AL LCs induce remodeling of cellular HSPGs in long-term cultures. Confocal images of cells. Cells were incubated with Oregon Green 488 conjugated to a specific light chain for 7 days, fixed, permeabilized, treated with heparinase III, and stained with mAb Δ3G10 and rhodamine phalloidin. A Z-series of 1-μm optical sections was taken through the cell cultures from the basal to the apical surface of the cell and composites were generated using LSM 5 Image software. A: Cells incubated in the presence of an AL LC κ1 conjugated to Oregon Green 488. Orthogonal slice analysis was performed on the composite using LSM 510 Image software (XZ is depicted on the horizontal and YZ on the vertical axis outside the dimensions of the composite). Co-localization of HSPG and LC is demonstrated. Optical sections of the composite show three regions within the cell and demonstrate localization of HSPG, LC, and F-actin in these regions. HSPG is most prominent in the apical optical section and LC is detected in the central region. B: Cell cultures incubated with non-AL LC κ1 conjugated to Oregon Green 488 for 7 days. Cells were stained and fixed as described above. HSPG is negligible in comparison to A. Images are representative of a minimum of three independent experiments.

Figure 5

FGF-2 and LCs mediate the sulfation of secreted and cellular GAGs.

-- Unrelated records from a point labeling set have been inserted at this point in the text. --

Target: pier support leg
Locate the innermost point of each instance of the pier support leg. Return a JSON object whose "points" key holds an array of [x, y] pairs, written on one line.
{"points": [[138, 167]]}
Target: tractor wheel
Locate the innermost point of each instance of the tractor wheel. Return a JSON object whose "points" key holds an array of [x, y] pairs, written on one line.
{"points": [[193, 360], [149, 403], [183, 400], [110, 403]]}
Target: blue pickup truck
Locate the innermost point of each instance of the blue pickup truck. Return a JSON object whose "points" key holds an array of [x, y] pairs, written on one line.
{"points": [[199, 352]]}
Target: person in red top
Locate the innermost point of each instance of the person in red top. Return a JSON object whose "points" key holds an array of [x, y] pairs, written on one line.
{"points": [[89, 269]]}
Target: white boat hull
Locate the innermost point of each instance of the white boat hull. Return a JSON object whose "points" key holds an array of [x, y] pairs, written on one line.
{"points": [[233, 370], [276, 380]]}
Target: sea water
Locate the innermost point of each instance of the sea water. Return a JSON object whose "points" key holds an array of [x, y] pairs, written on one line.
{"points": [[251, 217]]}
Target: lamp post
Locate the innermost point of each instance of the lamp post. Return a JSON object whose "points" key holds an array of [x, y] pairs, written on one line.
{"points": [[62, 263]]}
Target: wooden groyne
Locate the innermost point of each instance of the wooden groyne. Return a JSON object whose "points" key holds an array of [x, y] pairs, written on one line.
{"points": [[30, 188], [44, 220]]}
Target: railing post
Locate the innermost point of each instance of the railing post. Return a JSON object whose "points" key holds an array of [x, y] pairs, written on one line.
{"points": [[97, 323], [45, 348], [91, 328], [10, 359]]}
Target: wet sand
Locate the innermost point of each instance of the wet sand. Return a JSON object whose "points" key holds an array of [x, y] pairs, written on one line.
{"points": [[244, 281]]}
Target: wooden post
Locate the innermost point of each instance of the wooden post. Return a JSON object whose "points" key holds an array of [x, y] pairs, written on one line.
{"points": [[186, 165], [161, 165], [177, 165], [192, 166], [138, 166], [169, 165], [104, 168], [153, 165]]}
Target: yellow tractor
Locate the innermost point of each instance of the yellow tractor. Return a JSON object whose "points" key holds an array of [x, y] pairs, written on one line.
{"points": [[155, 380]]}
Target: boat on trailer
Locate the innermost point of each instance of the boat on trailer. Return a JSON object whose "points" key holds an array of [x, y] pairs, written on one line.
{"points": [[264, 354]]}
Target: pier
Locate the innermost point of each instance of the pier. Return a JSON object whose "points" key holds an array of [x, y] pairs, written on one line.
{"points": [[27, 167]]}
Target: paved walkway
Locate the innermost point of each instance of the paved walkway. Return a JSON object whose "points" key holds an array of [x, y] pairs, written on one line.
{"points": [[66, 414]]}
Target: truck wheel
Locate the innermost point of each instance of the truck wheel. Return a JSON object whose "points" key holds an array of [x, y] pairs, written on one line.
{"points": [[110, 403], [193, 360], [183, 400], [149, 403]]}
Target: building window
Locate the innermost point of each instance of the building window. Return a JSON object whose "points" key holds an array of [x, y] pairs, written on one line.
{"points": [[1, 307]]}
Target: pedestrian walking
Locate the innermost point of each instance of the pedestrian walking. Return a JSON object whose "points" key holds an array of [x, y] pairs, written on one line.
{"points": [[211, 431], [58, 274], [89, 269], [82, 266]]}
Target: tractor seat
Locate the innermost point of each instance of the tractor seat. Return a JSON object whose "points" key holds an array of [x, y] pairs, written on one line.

A and B: Representative profiles of media (A) and cell elution profiles (B) from Q1-Sepharose with 1.5 mol/L NaCl single-step gradient. Elution profile is representative of three independent experiments and of nine AL LCs evaluated.

Figure 6

Syndecan-1 and glypican-1 in response to AL LCs. Twelve percent SDS-PAGE and Western blot of media, matrix and cell lysates immunoblotted with MAbs to syndecan-1, and glypican-1. Equivalent amounts of protein were loaded on each lane. Lanes 1–4: Cell; 5–8, Medium; 9–12, ECM. Lanes representing cells treated with AL LC κ1 (AL-00131) 3–4, 7–8, and 11–12. Lanes representing treatment with Heparinase I/III (1.0/2.0U/ml) and Case ABC (0.5U/ml), Cell, 2 and 4; Medium, 6 and 8; Matrix, 10 and 12. Control lanes (1–2, 5–6, 9–10).

Figure 7

Heparan sulfate alters the Far UV spectra and the thermal unfolding of 2 LC κ 1s. Far UV CD Spectra of AL LC κ1 (AL-96066) (A), and AL LC κ1 (AL-00131) (B) with and without HS in PBS at pH 7.4 were recorded at 25°C from 250 to 200 nm. Thermal unfolding of AL-96066 (C) and AL-00131 (D) LCs with and without HS in PBS at pH 7.4 monitored at 217 nm (β-sheet). Ellipticity was continuously monitored from 5 to 95°C every 0.5°C with an averaging time of 90 seconds. Protein concentration, 0.40 mg/ml. LC: HS, 4:1 w/w; pathlength, 0.05 cm.